Ecology and behaviour: Basic facts

What is a fox?

Close up of a wolf
Grey wolf, a member of the dog family

The scientific name of red foxes or foxes, as they are commonly known, is Vulpes vulpes. Foxes are a member of the dog family, the Canidae and for this reason they are known as canids.

Wolves, coyotes, arctic foxes and the domestic dog are also canids. The canids are carnivores (meat eaters) but their diet is generalised and opportunistic, adapting to whatever foods are available locally. This is why foxes are so abundant and widely distributed, and historically why the wolf was so widespread across the northern hemisphere, in habitats ranging from deserts to the arctic.

What does a fox look like?

A fox sitting on a lawn
Red fox; © The Fox Website

Like all canids, foxes have a rather slender appearance, pointed ears and an elongated muzzle. The coat is generally reddish (hence the name red fox) with the back of the ears and the front of the legs black and the throat and belly from white to grey.

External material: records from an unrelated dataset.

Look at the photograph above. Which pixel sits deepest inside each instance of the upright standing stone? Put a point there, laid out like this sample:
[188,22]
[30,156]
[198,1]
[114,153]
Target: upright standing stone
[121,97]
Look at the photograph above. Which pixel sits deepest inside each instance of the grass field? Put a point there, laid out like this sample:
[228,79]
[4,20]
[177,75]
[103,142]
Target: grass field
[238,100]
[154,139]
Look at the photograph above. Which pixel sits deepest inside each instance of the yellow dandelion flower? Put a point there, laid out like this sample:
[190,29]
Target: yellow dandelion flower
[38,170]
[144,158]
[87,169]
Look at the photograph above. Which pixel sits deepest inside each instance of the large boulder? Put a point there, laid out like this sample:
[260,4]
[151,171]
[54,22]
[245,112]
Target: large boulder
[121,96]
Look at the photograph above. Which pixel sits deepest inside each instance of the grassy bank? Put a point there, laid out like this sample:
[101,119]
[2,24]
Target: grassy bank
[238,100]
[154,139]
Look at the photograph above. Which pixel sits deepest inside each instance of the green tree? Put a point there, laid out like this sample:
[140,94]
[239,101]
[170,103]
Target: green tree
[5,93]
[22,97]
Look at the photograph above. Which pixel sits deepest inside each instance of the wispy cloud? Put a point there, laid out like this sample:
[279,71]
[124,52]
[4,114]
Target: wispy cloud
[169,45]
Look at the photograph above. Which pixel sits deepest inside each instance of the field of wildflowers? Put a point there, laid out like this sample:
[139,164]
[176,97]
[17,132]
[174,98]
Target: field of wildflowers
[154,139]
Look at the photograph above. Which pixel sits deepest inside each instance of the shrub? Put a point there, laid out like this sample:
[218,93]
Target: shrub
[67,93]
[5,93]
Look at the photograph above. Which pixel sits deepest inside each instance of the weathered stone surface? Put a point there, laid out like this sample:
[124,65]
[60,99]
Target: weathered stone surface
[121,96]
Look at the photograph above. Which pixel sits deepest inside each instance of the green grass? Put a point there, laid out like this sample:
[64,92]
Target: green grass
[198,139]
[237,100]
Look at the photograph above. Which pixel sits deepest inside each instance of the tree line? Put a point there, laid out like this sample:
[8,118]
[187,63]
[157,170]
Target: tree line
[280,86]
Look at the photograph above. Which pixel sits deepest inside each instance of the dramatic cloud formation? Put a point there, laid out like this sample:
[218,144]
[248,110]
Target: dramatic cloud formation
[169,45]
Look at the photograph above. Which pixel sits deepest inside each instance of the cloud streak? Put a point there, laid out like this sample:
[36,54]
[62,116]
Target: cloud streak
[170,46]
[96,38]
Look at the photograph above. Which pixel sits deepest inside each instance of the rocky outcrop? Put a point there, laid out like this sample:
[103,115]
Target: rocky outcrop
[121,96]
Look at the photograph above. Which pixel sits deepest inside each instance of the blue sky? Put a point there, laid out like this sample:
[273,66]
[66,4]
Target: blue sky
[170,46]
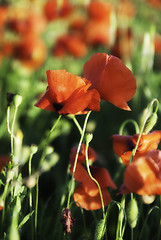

There is a genetic mutation with an absence of guard hairs, known as the Samson fox. Very rarely white individuals have been recorded and, in North America, black foxes are relatively common. Black foxes are known as silver foxes as the hair on the rump is tipped with silver and this stands out well against the remaining black fur. A variant that is only present in North America is the cross fox. Cross foxes have a prominent black stripe along the spine and a stripe along the shoulders at a right angle, which gives the appearance of being a cross.

How big is a fox?

Comparison of a fox with an alsatian dog and a cat
Comparison of a fox with an alsatian dog (bigger) and a cat (smaller); © Guy Troughton, with permission, from Urban Foxes by Stephen Harris and Phil Baker, published by Whittet Books. Click on image for bigger version.

If seen from a distance, the fox might appear as a large animal but in fact, foxes are rather small. Foxes are medium-sized canids, a male weighing 4-8 kilogrammes and a female 4-6 kilogrammes. The length of head and body combined is about 67-72 centimetres in males and about 62-68 centimetres in females. The tail, which is about 40-44 centimetres in males and 37-41 centimetres in females, represents about a third of the total body length of a fox. The body weight varies in different regions and increases from south to north. In North America foxes tend to be smaller than in Europe, so that some researchers have proposed that North American foxes are a different species. In Britain, an average fox is a little bigger than a pet cat.

How long do foxes live?

Captive foxes can live up to about 14 years, comparable to domestic dogs. In the wild however, foxes rarely live more than a couple of years. In rural areas where lethal fox control is applied, up to 80% of a fox population is less than one year old. In Bristol and London, about half of the population is one year of age and only about 3% is older than five years.

Where can foxes be found?

Link to an interactive map of the fox population distribution in Britain

Thanks to their adaptability, foxes are found throughout most of the northern hemisphere and were introduced to Australia. The National Biodiversity Network holds maps showing the distributions of many British species, including the fox. You can find an interactive map by clicking on the picture to the right (link to an external site). More information on fox geographic distribution and various fox populations can be found on the population pages.

References

  • Harris, S. & Baker, P. (2001) Urban foxes. Whittet Books, Suffolk.
  • Larivière, S. & Pasitschniak-Arts, M. (1996) Vulpes vulpes. Mammalian Species 537, 1-11.
  • Lloyd, H.G. (1980) The red fox. Batsford, London.
  • Nowak, R. M. (2005) Walker's carnivores of the world. John Hopkins University Press, Baltimore, Maryland, USA.